For Britain will introduce a Six Point Plan for Taxi and Private Hire Drivers (including ‘Uber’ drivers).
Taking a taxi is a contract between the customer and the driver. The customer wants to be taken to their destination safely, in a professional manner, in a clean and safe vehicle. The driver wants to earn a living and be treated with respect.
This proposal seeks to ensure the safest possible environment for the passenger, and a fair and reasonable market for the driver to operate.
Private hire drivers often work via an operator (the taxi firm). Black cab drivers may operate fully independently of an operator.
For Britain, for taxi drivers 🚖 pic.twitter.com/kOZ8JjwUaw
— For Britain Chairman 🔱 (@ForBritainChair) June 13, 2019
Taxi drivers are self-employed. Many work around 50 hours a week or more to earn enough to live. They are generally dependent upon tips to make up their wage. Drivers do not get sick pay or holiday pay. Fares are often artificially low and do not reflect a true market value. Fares are set in place by each operator (the taxi firm). Operators may lower taxi rates or keep them low as a marketing tactic to attract customers; it can be a case of a ‘race to the bottom’.
Each licensing area (Local Authority) has different criteria for a driver to gain a taxi licence – some areas have less strict criteria than others.

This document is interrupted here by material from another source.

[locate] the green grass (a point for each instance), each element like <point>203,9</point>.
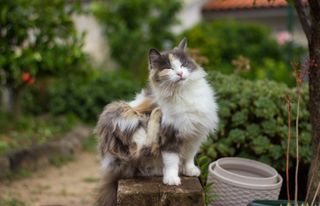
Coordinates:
<point>28,130</point>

For Britain would introduce the following as national requirements for a driver to become a taxi driver:
- The driver must have a registered UK address and be listed on the electoral register;
- Drivers must be legally resident in the UK for at least 24 months;
- The driver must hold a full valid UK (or Irish) driving licence, earned by taking and passing the national driving test in Britain or Ireland;
- The driver must satisfy a comprehensive DBS safety check (formerly a CRB check) going back a minimum of 10 years;
- The driver must be able to speak English and pass a national standardised spoken & written English test. All tests and interviews will be carried out in English;
- Licencing fraud, or any fraud committed by drivers in the establishment of a taxi service, will be punishable with a prison sentence and/or deportation for non-British citizens;
Local knowledge is key to the customer getting the best possible experience. The above would support and encourage more local drivers.
Existing taxi drivers would also have to comply with the above criteria.
It is our belief that, because of the lack of proper regulation (and corruption within some council licensing departments) in the taxi market, the British public is put at unnecessary risk in taxis and private hire vehicles. An income stream for British workers is also being lost. The above proposal will have the benefit of bringing local people back into the trade and supporting the local community.
Furthermore, it is well known that large numbers of non-British taxi drivers have been involved in rape gangs over the last few decades – many of whom would not have passed the above criteria. In many cases, taxis were used to deliver young white and Sikh girls to have sex with Muslim men. Some of these girls were as young as eleven years old. Putting all and any systems in place to prevent this must be a priority: The For Britain Six Point Plan will make our taxis safer.